National Pubwatch gave its annual award to the Nottingham City scheme and praised it for years of work in helping the city to turn around bad headlines about its nightlife.
The city faced problems in 2007 when media reports claimed it had high levels of crime but the work of Pubwatch volunteers helped it to recover, according to the organisation.
The scheme has worked closely with a leisure business improvement district (BID) and the local authorities for the past several years.
It was praised for its introduction/support of crime prevention projects, including the increasing access to defibrillators and special medical kits for use in knife attacks.
Judges also noted the scheme’s willingness to provide specialist training to large numbers of people and the support it has given to its local street pastors organisation, including an annual contribution of £2,000, who help vulnerable drinkers.
Nottinghamshire Police chief inspector Donna Lawton joined in the lauding of the city scheme and said it had helped support the health of the city centre’s nightlife.
She said: “Since working within the city centre, I have seen numerous innovative ideas and suggestions stem from the Pubwatch group.

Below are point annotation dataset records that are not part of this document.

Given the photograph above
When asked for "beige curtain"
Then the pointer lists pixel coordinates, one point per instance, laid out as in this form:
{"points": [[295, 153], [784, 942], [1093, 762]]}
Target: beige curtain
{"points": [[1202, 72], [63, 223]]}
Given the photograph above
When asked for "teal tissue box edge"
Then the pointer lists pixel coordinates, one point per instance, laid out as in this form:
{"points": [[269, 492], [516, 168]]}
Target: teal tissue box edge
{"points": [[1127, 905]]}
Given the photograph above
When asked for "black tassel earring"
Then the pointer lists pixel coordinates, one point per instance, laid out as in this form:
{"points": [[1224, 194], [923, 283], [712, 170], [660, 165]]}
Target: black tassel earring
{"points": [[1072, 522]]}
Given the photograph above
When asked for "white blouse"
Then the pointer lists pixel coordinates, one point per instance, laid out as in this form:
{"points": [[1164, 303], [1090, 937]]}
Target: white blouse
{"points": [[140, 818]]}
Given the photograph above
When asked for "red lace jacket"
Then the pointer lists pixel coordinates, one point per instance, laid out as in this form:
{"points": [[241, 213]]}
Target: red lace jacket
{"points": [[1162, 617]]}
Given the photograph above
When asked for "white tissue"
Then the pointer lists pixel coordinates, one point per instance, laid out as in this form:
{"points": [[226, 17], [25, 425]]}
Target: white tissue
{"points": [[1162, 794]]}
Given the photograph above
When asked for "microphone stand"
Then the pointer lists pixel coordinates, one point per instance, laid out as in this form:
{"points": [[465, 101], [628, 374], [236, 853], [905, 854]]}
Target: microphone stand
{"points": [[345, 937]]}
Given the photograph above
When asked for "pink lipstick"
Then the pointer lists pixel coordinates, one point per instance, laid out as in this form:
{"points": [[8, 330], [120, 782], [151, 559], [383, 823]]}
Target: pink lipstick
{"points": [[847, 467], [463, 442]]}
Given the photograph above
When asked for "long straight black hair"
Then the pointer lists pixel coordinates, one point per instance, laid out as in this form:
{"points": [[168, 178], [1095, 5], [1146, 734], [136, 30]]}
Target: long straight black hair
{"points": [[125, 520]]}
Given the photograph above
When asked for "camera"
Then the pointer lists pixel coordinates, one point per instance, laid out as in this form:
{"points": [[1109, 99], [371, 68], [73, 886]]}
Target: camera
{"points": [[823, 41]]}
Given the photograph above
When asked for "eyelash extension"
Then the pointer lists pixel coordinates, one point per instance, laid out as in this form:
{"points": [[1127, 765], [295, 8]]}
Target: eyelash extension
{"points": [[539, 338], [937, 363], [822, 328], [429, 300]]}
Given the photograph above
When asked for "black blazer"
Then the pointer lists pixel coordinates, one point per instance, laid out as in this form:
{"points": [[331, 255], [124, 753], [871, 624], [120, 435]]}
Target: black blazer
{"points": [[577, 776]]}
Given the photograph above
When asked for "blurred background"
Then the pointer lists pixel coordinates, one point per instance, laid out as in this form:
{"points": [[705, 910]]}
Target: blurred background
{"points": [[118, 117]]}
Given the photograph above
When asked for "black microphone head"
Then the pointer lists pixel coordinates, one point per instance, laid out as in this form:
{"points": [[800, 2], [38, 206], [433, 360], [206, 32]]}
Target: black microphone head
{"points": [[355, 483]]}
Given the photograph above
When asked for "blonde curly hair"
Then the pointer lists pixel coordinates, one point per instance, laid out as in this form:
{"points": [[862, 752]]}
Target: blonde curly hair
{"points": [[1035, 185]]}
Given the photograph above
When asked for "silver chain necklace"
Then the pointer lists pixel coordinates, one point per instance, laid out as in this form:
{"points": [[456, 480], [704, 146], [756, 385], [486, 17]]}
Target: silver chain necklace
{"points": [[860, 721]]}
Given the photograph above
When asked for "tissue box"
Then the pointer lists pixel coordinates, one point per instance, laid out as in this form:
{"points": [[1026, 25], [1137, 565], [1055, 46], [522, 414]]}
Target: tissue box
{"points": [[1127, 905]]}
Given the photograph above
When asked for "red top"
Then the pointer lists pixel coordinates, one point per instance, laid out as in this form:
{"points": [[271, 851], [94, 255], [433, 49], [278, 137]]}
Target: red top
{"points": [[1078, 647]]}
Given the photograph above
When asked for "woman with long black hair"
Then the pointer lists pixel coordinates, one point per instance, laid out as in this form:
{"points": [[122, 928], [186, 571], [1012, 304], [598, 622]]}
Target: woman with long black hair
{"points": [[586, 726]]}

All of this has supported a healthy and vibrant city centre.”
The awards event was sponsored by JD Wetherspoon and is now in its eighth year.
Reading and Pontypridd’s schemes were ‘highly commended’ for their safety campaigns.
Judges chose to reward the Reading scheme for encouraging its members to introduce a full searching policy as a condition of entry, in response to concerns about knife crime.
They also praised the Reading organisation for its adoption of an Ask for Angela campaign and work to safeguard vulnerable people.
National Pubwatch chairman Steve Baker said: “Pubwatch schemes continue to demonstrate that they play a very positive role in local partnership working.
“I would like to congratulate all our finalists for the contribution they have made to the safety of the night-time economy.”